Peuvent seules être prononcées les peines légalement applicables à la même date.
Toutefois, les dispositions nouvelles s'appliquent aux infractions commises avant leur entrée en vigueur et n'ayant pas donné lieu à une condamnation passée en force de chose jugée lorsqu'elles sont moins sévères que les dispositions anciennes. »
« Les personnes physiques coupables des infractions prévues par les sections 1, 3 et 4 encourent également les peines suivantes :
1° L'interdiction, suivant les modalités prévues par l'article 131-26, des droits civiques, civils et de famille ;
2° L'interdiction, suivant les modalités prévues par l'article 131-27, d'exercer une fonction publique ;
3° L'interdiction d'exercer, soit à titre définitif, soit pour une durée de dix ans au plus, une activité professionnelle ou bénévole impliquant un contact habituel avec des mineurs ;
4° L'obligation d'accomplir un stage de citoyenneté, selon les modalités prévues par l'article 131-5-1 ;
5° L'obligation d'accomplir un stage de responsabilité parentale, selon les modalités fixées à l'article 131-35-1.»

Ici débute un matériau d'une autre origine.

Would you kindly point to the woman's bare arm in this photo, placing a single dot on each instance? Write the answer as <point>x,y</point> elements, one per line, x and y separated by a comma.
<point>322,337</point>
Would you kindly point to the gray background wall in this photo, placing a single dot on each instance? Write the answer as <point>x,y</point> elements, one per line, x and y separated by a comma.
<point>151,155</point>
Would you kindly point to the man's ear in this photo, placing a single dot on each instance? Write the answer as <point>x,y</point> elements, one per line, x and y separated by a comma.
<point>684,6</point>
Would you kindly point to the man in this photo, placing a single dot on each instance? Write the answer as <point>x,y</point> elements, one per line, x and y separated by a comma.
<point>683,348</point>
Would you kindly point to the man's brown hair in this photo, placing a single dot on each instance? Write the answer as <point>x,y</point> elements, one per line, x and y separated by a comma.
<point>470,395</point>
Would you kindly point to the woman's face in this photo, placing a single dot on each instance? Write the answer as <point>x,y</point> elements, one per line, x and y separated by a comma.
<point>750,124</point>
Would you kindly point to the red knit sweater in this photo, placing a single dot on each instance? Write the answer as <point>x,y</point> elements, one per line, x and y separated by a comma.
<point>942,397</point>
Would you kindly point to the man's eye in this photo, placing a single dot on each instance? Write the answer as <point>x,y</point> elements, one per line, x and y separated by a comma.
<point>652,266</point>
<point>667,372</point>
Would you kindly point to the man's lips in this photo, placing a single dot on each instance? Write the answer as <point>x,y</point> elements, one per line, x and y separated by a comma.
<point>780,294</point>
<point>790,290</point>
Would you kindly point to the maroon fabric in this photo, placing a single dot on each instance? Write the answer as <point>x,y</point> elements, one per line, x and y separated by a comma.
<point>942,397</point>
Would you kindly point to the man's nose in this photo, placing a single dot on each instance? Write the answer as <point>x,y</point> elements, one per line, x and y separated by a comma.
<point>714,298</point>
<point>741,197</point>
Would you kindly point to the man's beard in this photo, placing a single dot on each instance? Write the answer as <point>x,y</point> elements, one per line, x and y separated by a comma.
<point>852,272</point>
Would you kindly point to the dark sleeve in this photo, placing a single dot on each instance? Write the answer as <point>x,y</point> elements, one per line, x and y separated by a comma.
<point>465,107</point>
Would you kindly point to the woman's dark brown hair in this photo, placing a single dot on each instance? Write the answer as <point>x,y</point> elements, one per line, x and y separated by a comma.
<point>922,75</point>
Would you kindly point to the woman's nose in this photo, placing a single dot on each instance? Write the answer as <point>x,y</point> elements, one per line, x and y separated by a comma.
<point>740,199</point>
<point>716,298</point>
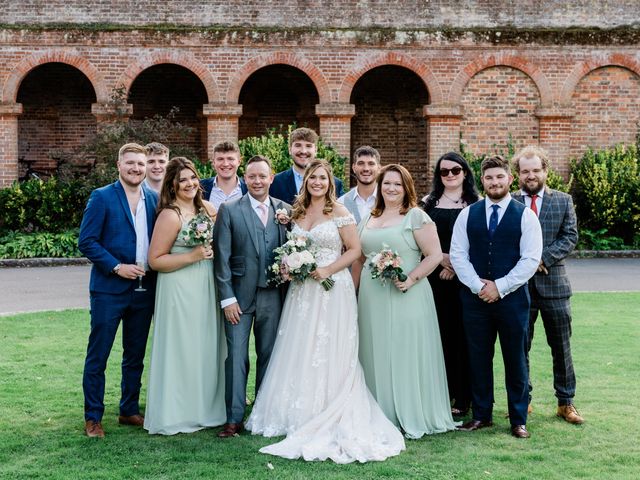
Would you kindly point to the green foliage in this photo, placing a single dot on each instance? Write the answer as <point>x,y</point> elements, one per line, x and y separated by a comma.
<point>607,192</point>
<point>40,244</point>
<point>275,146</point>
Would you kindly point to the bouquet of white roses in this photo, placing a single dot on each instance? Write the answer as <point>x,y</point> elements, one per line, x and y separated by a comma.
<point>386,265</point>
<point>198,231</point>
<point>294,261</point>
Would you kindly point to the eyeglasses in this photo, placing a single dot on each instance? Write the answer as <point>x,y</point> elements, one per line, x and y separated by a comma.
<point>444,172</point>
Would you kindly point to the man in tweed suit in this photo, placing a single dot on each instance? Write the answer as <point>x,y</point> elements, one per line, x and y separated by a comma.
<point>361,199</point>
<point>550,288</point>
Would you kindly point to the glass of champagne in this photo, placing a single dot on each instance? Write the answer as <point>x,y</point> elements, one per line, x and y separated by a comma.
<point>140,288</point>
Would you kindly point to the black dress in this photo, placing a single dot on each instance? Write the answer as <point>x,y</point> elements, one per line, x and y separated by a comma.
<point>446,294</point>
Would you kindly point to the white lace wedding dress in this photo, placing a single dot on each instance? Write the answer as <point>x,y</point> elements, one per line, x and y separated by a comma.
<point>314,389</point>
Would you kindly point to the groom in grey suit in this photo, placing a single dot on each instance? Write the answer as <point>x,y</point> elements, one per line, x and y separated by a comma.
<point>550,288</point>
<point>245,234</point>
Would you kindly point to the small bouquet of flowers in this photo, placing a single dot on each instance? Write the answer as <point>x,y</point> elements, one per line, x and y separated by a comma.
<point>198,231</point>
<point>386,265</point>
<point>294,261</point>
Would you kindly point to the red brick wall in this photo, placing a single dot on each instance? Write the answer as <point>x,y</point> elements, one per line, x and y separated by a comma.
<point>56,100</point>
<point>607,109</point>
<point>389,103</point>
<point>499,102</point>
<point>274,97</point>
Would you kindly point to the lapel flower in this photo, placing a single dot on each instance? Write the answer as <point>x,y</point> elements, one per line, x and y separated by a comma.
<point>282,217</point>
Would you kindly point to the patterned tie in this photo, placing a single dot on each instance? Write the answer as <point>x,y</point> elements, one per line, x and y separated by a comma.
<point>263,213</point>
<point>534,207</point>
<point>493,220</point>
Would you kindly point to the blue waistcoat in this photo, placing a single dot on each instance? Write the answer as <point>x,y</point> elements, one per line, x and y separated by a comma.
<point>494,258</point>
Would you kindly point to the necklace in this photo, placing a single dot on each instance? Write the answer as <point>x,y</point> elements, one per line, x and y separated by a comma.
<point>454,201</point>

■ Article 706-136 du Code de procédure pénale
« Lorsque la chambre de l'instruction ou une juridiction de jugement prononce un arrêt ou un jugement de déclaration d'irresponsabilité pénale pour cause de trouble mental, elle peut ordonner à l'encontre de la personne les mesures de sûreté suivantes, pendant une durée qu'elle fixe et qui ne peut excéder dix ans en matière correctionnelle et vingt ans si les faits commis constituent un crime ou un délit puni de dix ans d'emprisonnement :
1° Interdiction d'entrer en relation avec la victime de l'infraction ou certaines personnes ou catégories de personnes, et notamment les mineurs, spécialement désignées ;
2° Interdiction de paraître dans tout lieu spécialement désigné ;
3° Interdiction de détenir ou de porter une arme ;
4° Interdiction d'exercer une activité professionnelle ou bénévole spécialement désignée, dans l'exercice de laquelle ou à l'occasion de laquelle l'infraction a été commise ou impliquant un contact habituel avec les mineurs, sans faire préalablement l'objet d'un examen psychiatrique déclarant la personne apte à exercer cette activité ;
5° Suspension du permis de conduire ;
6° Annulation du permis de conduire avec interdiction de solliciter la délivrance d'un nouveau permis.
Ces interdictions, qui ne peuvent être prononcées qu'après une expertise psychiatrique, ne doivent pas constituer un obstacle aux soins dont la personne est susceptible de faire l'objet.
Si la personne est hospitalisée en application des articles L. 3213-1 et L. 3213-7 du code de la santé publique, les interdictions dont elle fait l'objet sont applicables pendant la durée de l'hospitalisation et se poursuivent après la levée de cette hospitalisation, pendant la durée fixée par la décision.»
■ Crim. 1er oct. 1987, Bull. crim. n° 326.
■ Crim. 16 déc. 2009, Bull. crim. n° 216.
■ Cons. const. 21 févr. 2008, n° 2008-562 DC.